Hard to Find a Good Fine-Grained Timer on Linux
I'm looking at some logs of a client of my ticker plant. I'm trying to iron out the last few bugs in the system, and I'm coming across the following data that's making no sense whatsoever. Basically, every 10 sec, my client is printing stats on the messages it's received. Things like messages received per second (on average), messages conflated, the size of the conflation queue, the min, max, and average delay of the messages as timestamped when they arrive from the exchange to the time they are received by my client code.
What I'm seeing is something like this:
Time | Messages (/sec) |
Conf Msgs (/sec) |
Conf Queue (msgs) |
Max Delay (msec) |
13:30:47.01 | 4083.4 | 550.6 | 0 | 838.6 |
13:30:57.01 | 6561.7 | 547.6 | 24 | 13459.0 |
13:31:07.01 | 5170.2 | 797.5 | 0 | 410.7 |
My concern is about the max delay - the last column, and for the middle time slice. It's showing that on an empty conflation queue, this interval had a maximum delay from the source of 13 sec.! That's longer than the sampling interval. It's as if it was hiding up stream!
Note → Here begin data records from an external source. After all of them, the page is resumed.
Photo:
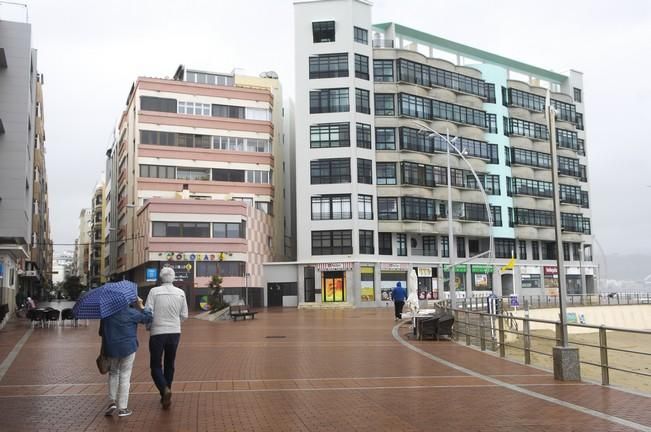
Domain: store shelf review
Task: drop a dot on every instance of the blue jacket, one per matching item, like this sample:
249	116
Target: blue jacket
399	293
120	331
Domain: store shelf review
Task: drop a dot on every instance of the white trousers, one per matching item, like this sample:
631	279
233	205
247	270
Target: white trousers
120	379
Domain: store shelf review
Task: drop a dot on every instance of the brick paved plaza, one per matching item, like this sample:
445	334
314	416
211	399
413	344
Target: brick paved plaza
300	370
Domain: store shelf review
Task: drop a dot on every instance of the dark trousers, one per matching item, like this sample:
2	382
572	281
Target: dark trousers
398	308
163	347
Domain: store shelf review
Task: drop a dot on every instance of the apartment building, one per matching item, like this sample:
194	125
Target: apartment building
372	187
195	182
25	245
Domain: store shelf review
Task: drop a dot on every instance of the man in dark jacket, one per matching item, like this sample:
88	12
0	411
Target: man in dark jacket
398	295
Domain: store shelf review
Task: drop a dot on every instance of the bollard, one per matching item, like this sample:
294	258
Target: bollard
603	348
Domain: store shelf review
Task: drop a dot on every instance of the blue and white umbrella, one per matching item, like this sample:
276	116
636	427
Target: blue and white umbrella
106	300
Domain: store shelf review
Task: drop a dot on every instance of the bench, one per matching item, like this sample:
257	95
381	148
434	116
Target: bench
240	311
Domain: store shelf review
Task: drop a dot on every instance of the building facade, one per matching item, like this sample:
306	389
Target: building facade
25	245
194	183
372	184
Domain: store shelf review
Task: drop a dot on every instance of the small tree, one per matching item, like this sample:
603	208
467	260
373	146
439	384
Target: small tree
216	297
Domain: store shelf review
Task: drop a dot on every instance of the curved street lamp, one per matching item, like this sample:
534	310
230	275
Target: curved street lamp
424	127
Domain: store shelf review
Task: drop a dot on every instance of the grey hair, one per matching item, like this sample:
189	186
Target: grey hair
167	275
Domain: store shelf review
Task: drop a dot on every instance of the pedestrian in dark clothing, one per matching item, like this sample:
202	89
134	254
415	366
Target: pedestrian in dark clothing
398	295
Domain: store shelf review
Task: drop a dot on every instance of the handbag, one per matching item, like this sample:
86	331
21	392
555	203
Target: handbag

I initially suspected the time base I was using. Originally, I was using gettimeofday() as it's pretty universal, and calculating the microseconds since epoch with:
struct timeval tv; gettimeofday(&tv, NULL); return (tv.tv_sec * 1000000 + tv.tv_usec);
Then I read on stackoverflow that this isn't a very good timebase, and I switched to the supposedly more stable clock_gettime():
struct timespec tv; clock_gettime(CLOCK_REALTIME, &tv); return (tv.tv_sec * 1000000 + tv.tv_nsec/1000);
I'm not sure if this is going to be a lot better, as I think there's a problem still lurking in my code, but it's a start. Getting a good timer is important when you're timing things this close.